OK I'm trying to scrape jpg image from Gucci website. Take this one as example.
I tried urllib.urlretrieve, which doesn't work becasue Gucci blocked the function. So I wanted to use requests to scrape the source code for the image and then write it into a .jpg file.
image = requests.get("http://www.gucci.com/images/ecommerce/styles_new/201501/web_full/277520_F4CYG_4080_001_web_full_new_theme.jpg").text.encode('utf-8')
I encoded it because if I don't, it keeps telling me that gbk cannot encode the string.
Then:
with open('1.jpg', 'wb') as f:
f.write(image)
looks good right? But the result is -- the jpg file cannot be opened. There's no image! Windows tells me the jpg file is damaged.
What could be the problem?
I'm thinking that maybe when I scraped the image, I lost some information, or some characters are wrongly scraped. But how can I find out which?
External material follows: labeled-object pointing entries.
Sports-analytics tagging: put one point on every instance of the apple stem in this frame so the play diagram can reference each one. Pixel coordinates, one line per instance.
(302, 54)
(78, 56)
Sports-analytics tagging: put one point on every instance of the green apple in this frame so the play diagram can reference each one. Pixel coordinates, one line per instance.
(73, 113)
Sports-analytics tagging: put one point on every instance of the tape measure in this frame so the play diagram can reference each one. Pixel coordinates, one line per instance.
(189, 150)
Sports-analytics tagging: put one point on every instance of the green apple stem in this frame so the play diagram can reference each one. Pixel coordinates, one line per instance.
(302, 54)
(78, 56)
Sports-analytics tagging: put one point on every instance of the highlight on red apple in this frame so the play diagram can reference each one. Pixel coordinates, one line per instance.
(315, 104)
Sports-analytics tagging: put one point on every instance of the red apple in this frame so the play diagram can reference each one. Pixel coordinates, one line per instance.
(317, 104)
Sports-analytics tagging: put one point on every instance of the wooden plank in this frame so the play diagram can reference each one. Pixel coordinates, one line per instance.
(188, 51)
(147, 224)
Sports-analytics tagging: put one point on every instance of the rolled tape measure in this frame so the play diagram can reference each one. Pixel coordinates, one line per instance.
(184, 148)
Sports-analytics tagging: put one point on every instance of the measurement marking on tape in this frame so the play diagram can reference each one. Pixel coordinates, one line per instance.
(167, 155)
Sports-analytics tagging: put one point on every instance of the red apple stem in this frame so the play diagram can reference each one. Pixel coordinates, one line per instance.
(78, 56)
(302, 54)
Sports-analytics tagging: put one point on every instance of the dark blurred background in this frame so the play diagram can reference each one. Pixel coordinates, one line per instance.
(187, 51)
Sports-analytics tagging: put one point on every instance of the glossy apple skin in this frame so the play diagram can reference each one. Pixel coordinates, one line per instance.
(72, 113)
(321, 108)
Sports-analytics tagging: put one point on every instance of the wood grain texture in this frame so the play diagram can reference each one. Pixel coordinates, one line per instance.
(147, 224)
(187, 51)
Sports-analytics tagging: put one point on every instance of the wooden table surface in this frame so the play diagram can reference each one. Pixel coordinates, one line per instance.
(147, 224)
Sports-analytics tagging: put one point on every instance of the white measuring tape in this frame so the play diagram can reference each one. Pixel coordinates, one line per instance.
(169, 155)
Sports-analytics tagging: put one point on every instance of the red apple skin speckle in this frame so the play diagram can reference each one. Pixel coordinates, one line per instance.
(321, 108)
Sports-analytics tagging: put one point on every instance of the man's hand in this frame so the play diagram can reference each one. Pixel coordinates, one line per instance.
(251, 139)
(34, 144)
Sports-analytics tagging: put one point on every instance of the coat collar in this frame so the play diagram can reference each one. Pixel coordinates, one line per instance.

I'm thinking that maybe some information is lost via encoding. But if I don't encode, I cannot even print it, not to mention writing it into a file.
What could go wrong?
I am not sure about the purpose of your use of encode
. You're not working with text, you're working with an image. You need to access the response as binary data, not as text, and use image manipulation functions rather than text ones. Try this:
from PIL import Image
from io import BytesIO
import requests
response = requests.get("http://www.gucci.com/images/ecommerce/styles_new/201501/web_full/277520_F4CYG_4080_001_web_full_new_theme.jpg")
bytes = BytesIO(response.content)
image = Image.open(bytes)
image.save("1.jpg")
Note the use of response.content
instead of response.text
. You will need to have PIL or Pillow installed to use the Image
module. BytesIO
is included in Python 3.
Or you can just save the data straight to disk without looking at what's inside:
import requests
response = requests.get("http://www.gucci.com/images/ecommerce/styles_new/201501/web_full/277520_F4CYG_4080_001_web_full_new_theme.jpg")
with open('1.jpg','wb') as f:
f.write(response.content)